By ANNE WOOD
Most girls go through a tomboy phase at some point in their lives, but for Evelyn King, the no-nonsense attitude was not just a phase. Evelyn, a third grader at Crestline Elementary, is no stranger to playing organized sports, including youth football. Prior to joining the football team, she had played soccer, softball, and basketball.
Evelyn viewed football just like any other sport. Why would it be considered out of the ordinary for her to play football? She had no specific agendas when joining the team, she had no point to prove, she simply loved the sport.
“I just love football,” she said. “My older brother has played, and I just wanted to try it.”
Evelyn did not show the slightest bit of concern for being the only girl on the team. When asked if she felt comfortable being the only girl on the team, she responded with a simple shrug, grin, and an “I don’t really care.” Evelyn recounts her favorite memory of playing football as she described scoring a touchdown. To a lot of people, this proved that Evelyn did not need any special attention or accommodations.
Obviously not much of a girly-girl, she had to ask her mother repeatedly over the course of six months for permission to play football. The final selling point for Kimberly King, Evelyn’s mother, were questions she carefully crafted with her father’s help:
“Mom, can a girl be president?” asked Evelyn.
“Yes,” her mother answered.
“Why hasn’t a girl been president yet, then?”
“I don’t know.”
“Is it because boys are better than girls?”
“Can a girl really set her mind on doing what she wants to do?”
“So, Mom, can I play football?”
The reluctant mother changed her no answers to a “we’ll see” and finally told Evelyn the next day that, yes, she could play football.
Her mother was not scared of Evelyn getting hurt, though, because of safety rules put into place at Crestline. One of the most effective rules states that if a player is more than 75 pounds, he or she may not run the ball.

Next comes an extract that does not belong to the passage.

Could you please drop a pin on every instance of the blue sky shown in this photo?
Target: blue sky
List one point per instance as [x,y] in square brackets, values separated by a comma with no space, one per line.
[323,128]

Kimberly King’s main concern was if Evelyn would be ostracized both on and off the field for being the only girl to play football. Evelyn insists, though, that she has kept the same group of friends that she had before she started playing football. No one has treated her any differently. She also enjoys simply being on the team and having fun. Both she and her mother agree that her coaches and teammates treat her like any other player, and with respect.
“I’m so glad we did it,” Kimberly King said. “The reaction has been nothing but positive.” She even says that a few parents of girls, both Evelyn’s age and older, expressed either a regret for not letting their child play or a desire to get their child into the program. It turns out that there was a lot more underlying interest in football from girls than what was thought. Evelyn just happened to be the first one strong enough to pursue her goals.
While the coaches treated Evelyn as just “one of the guys,” she still had her girlish quirks. In the height of the boys-have-cooties phase, Evelyn refused to link arms with her teammates in the huddle.
“It is the one thing she will not do,” her mother said. “Evelyn keeps her arms right by her side.”
Kimberly King is now the football team’s biggest fan.
“I thought initially it would be just the one year,” she said, “but if she wants to continue in future years, I’ll let her.”